A relationship has been established between the expression of apomixis in natural polyploids of Tripsacum dactyloides and fertility as measured by percent seed set. Thus, fertility may be reliably used as a defining phenotype for apomixis when scoring the progeny from diploid (2n = 2x = 36) × tetraploid (2n = 4x = 72) crosses in Tripsacum. By exploiting the relationship between apomixis and fertility, as defined by seed set, analyses were performed on a set of related second-generation triploid populations segregating for apomixis. These populations were derived from sexual (diploid) × apomictic (tetraploid) crosses. Six out of 25 genome-dispersed restriction fragment length polymorphism (RFLP) markers co-segregate with fertility. Five of these markers were previously reported and include: php20855, tda48, tda53, umc62, and umc83, and are linked to Tripsacum genetic linkage groups F, I, H, L, and A, respectively. Significantly, we report here the syntenic relationships of the maize chromosome intervals to Tripsacum that segregate for numerous meiosis-specific and fertility-associated genes. Utilizing RFLP locus comparative mapping based on conservation of chromosome (genic) regions between related species, it may be concluded that the genes controlling fertility have been preserved in both Tripsacum and maize. A sixth marker, umc166, has also been shown to co-segregate with fertility and is conserved in both grass species.

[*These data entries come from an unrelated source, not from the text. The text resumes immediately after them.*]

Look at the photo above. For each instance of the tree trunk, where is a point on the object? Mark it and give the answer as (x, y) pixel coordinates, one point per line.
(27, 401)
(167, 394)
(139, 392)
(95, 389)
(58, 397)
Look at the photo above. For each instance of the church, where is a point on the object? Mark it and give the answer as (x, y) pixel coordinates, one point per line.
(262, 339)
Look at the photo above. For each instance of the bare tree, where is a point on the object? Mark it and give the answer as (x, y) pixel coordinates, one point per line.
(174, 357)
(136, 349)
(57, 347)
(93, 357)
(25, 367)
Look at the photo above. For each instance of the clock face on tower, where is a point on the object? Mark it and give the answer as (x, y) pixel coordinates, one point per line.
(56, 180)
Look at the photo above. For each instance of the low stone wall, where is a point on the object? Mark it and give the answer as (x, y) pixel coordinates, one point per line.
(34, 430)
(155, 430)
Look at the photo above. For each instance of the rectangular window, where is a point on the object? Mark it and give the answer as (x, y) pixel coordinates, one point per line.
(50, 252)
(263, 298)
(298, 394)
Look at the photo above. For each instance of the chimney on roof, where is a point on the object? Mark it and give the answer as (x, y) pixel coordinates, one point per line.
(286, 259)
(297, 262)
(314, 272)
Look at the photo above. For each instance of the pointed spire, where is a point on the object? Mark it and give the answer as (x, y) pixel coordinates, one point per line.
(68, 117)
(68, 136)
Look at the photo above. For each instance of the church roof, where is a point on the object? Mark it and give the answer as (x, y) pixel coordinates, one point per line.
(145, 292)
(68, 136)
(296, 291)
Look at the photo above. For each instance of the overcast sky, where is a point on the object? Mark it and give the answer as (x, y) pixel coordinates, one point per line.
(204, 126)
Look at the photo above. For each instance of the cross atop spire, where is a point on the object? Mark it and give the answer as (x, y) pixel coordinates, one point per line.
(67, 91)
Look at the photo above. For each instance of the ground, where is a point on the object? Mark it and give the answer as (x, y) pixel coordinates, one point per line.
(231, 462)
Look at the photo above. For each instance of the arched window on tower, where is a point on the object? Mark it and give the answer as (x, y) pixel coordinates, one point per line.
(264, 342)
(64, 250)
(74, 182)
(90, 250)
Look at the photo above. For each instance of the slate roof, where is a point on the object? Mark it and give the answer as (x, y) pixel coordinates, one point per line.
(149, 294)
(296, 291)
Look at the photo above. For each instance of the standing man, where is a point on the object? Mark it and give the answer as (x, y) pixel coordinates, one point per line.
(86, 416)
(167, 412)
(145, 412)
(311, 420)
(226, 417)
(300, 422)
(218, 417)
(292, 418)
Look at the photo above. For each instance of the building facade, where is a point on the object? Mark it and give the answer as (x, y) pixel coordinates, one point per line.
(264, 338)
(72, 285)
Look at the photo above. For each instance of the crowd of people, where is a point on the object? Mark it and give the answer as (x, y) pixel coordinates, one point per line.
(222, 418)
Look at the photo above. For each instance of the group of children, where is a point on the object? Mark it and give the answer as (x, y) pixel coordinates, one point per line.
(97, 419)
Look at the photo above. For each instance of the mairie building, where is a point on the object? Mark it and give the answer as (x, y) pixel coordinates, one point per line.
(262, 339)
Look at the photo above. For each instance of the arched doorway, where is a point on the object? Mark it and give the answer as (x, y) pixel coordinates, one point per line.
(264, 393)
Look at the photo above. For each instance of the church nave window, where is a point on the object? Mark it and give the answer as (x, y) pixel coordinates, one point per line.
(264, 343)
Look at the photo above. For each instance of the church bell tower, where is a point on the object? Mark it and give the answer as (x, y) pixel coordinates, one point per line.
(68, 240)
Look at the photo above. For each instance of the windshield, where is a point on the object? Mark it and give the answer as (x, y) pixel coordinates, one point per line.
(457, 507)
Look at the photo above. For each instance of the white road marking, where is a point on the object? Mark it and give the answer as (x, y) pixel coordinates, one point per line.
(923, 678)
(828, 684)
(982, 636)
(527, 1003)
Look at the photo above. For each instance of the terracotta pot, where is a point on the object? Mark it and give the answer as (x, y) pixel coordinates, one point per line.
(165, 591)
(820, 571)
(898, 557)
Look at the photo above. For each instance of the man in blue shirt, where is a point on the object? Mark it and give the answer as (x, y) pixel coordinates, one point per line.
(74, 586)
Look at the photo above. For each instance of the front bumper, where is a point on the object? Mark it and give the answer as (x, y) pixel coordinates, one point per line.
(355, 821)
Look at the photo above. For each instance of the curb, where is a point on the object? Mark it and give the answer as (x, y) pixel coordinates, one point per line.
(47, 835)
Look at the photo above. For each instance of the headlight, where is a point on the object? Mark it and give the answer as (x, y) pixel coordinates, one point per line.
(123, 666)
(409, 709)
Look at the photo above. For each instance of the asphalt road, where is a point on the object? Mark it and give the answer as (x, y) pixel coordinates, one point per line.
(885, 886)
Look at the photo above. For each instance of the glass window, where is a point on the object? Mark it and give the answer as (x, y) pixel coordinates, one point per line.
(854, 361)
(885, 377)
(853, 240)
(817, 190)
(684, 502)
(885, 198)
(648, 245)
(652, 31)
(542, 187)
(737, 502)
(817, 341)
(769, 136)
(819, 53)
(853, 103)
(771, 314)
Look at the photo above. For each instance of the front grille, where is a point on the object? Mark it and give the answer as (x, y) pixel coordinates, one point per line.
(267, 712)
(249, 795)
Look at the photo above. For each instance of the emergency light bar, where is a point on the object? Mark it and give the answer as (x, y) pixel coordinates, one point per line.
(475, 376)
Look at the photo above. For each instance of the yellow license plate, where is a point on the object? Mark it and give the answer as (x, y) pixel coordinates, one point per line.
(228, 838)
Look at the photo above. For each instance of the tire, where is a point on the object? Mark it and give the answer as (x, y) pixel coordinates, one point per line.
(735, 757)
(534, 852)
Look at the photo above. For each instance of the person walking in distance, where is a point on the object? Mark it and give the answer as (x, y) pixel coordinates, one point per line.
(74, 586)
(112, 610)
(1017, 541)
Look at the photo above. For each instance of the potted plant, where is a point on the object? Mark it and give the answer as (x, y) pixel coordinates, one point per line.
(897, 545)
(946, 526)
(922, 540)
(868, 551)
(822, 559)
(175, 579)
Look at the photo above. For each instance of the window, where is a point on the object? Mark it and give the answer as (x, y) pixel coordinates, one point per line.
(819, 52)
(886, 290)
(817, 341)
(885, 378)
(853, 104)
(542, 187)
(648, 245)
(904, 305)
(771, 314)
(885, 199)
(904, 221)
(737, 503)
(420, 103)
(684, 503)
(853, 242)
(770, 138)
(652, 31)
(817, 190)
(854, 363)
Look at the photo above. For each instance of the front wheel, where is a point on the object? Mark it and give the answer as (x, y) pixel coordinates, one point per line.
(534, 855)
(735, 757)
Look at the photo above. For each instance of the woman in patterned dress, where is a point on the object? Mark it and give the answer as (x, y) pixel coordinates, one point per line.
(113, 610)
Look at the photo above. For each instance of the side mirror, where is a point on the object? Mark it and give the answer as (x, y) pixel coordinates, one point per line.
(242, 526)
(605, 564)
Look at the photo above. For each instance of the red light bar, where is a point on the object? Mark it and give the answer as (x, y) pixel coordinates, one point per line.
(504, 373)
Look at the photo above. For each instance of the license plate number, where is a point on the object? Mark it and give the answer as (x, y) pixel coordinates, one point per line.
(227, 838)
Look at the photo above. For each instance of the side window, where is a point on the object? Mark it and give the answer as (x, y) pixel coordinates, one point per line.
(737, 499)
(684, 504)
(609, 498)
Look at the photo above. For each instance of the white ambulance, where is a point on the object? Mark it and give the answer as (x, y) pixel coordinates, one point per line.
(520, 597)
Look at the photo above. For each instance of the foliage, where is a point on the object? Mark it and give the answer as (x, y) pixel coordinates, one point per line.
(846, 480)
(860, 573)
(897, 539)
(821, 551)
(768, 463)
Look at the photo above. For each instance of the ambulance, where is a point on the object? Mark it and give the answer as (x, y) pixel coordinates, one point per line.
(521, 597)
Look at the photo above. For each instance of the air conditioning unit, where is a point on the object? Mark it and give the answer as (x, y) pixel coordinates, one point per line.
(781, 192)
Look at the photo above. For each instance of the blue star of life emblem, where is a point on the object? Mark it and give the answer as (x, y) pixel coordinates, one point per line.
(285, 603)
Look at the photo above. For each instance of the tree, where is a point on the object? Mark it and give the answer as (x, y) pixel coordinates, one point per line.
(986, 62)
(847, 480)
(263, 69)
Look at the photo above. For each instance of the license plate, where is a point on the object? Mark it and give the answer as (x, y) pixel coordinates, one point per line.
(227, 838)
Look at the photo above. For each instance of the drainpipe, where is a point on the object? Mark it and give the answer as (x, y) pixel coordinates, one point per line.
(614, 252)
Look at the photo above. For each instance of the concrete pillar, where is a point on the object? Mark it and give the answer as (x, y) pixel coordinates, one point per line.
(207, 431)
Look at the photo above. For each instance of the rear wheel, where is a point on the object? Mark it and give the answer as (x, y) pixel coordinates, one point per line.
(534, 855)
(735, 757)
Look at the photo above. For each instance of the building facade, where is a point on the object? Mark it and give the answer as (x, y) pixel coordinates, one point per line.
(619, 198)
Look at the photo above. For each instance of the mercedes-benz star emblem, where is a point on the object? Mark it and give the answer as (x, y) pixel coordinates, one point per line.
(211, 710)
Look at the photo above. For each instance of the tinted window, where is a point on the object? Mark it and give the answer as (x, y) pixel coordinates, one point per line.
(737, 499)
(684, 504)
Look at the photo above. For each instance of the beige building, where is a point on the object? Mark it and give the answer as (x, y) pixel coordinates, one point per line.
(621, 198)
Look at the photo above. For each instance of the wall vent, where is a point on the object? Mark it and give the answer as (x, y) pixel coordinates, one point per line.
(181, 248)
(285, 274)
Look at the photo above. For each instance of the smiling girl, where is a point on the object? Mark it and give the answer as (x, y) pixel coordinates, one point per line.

Specifically, umc166 is linked to Tripsacum linkage group D and, by syntenic comparison, to the short arm of maize chromosome 5. Encoded within this marked interval is the gene Ameiotic1 (Am1) whose function is required for the initiation of meiosis in both micro- and megaspore mother cells and whose absence of expression in the female is, in all likelihood, a prerequisite for the expression of apomixis.Key words: Tripsacum, apomixis, diplospory, comparative mapping, Zea.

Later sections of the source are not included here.